Several months ago in a post called Can You Improve Your Lottery Odds?, I interviewed the guy getting a lot of network exposure: Richard Lustig. Here’s another look at that video – check it out, then read on…

The problem isn’t Lustig

As I hope you gathered from that video, what Richard Lustig is promising in his book and in his interviews isn’t deliverable. Random numbers are, by definition, random. There’s no system that can help you pick lottery numbers.

Lustig isn’t rare. There are plenty of people in the world offering things they can’t deliver, from communicating with the dead to buying houses for $100. But at least these people have an excuse: They’re making money.

But what excuse does a network news program have to build the credibility of someone like Lustig by providing him airtime every time the lottery builds? Any serious journalist should be shredding this guy, not giving him free publicity.

Here’s an excerpt from a Nov. 26 article from Fox News called Powerball Jackpot Hits $425 Million: Author Richard Lustig Gives Tips on Improving Your Chances of Winning.

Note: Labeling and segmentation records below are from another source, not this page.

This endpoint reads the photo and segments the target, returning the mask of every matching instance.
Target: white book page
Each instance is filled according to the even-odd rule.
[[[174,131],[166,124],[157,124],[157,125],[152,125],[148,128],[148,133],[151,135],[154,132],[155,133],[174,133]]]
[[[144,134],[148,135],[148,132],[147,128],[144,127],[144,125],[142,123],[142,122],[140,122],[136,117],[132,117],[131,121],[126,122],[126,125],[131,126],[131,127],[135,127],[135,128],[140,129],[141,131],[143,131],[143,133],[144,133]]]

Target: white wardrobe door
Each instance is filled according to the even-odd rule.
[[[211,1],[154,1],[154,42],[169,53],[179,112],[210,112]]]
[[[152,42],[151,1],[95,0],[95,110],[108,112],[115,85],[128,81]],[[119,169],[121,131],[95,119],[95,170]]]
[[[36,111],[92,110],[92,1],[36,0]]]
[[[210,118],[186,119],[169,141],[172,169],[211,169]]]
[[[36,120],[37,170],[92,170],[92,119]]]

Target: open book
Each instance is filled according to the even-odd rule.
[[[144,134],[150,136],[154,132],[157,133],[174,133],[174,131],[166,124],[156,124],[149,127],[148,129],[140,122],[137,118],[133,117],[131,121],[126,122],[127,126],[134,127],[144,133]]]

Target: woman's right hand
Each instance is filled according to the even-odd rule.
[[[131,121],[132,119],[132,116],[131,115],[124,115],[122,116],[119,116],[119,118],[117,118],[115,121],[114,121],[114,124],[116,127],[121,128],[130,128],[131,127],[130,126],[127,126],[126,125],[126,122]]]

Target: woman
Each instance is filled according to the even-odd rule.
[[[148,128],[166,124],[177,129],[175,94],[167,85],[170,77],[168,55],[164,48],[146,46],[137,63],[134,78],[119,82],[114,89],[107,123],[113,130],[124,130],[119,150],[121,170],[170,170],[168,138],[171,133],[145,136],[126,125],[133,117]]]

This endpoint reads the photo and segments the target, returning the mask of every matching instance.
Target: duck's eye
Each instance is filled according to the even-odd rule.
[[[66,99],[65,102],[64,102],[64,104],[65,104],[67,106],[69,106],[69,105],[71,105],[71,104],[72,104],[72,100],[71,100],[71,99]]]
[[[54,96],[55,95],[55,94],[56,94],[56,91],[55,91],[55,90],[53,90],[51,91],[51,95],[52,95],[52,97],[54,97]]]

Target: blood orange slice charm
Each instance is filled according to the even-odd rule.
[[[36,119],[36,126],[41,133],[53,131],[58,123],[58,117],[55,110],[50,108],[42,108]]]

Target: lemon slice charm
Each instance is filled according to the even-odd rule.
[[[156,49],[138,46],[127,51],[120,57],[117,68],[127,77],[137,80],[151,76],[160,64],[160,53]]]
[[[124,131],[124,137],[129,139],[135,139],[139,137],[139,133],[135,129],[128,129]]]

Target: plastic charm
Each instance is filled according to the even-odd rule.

If you’re a regular player, he (Lustig) offers that you should never play quick picks, rather you should always play the same set of numbers to maximize the chance that you’ll win. And for a drawing like this week’s Powerball, always see if you can pool money with a large group of people to increase your chances.

Let’s do something Fox couldn’t be bothered to do – a little math. Don’t worry if you don’t have an MBA; an elementary school education will suffice.

1. You should never play quick picks: According to the Powerball website, the odds of winning the jackpot are 1 in 175,223,510. You win by picking six random numbers. What difference could it possibly make whether you pick them or a computer does? Answer: none whatsoever.

2. You should always play the same set of numbers: As Lustig told me when I interviewed him, his logic is that once a number wins, it can’t come up again. Therefore you keep playing the same set of numbers until it wins, then discard it. The problem with this argument? It’s hogwash. Lotteries don’t retire winning numbers. Therefore the odds of the same numbers coming up again are the same as the odds of any other set of random numbers coming up: 1 in 175,223,510.

3. Pool money with a large group of people to increase your chances: If you buy one ticket, you have 1 chance in 175,223,510 to win. If you pool your bet with nine other people, you have 10 chances in 175,223,510. And if you win, you’ll split the pot 10 ways. Which obviously means you’ll win the same amount either way; pooling your bet has no effect.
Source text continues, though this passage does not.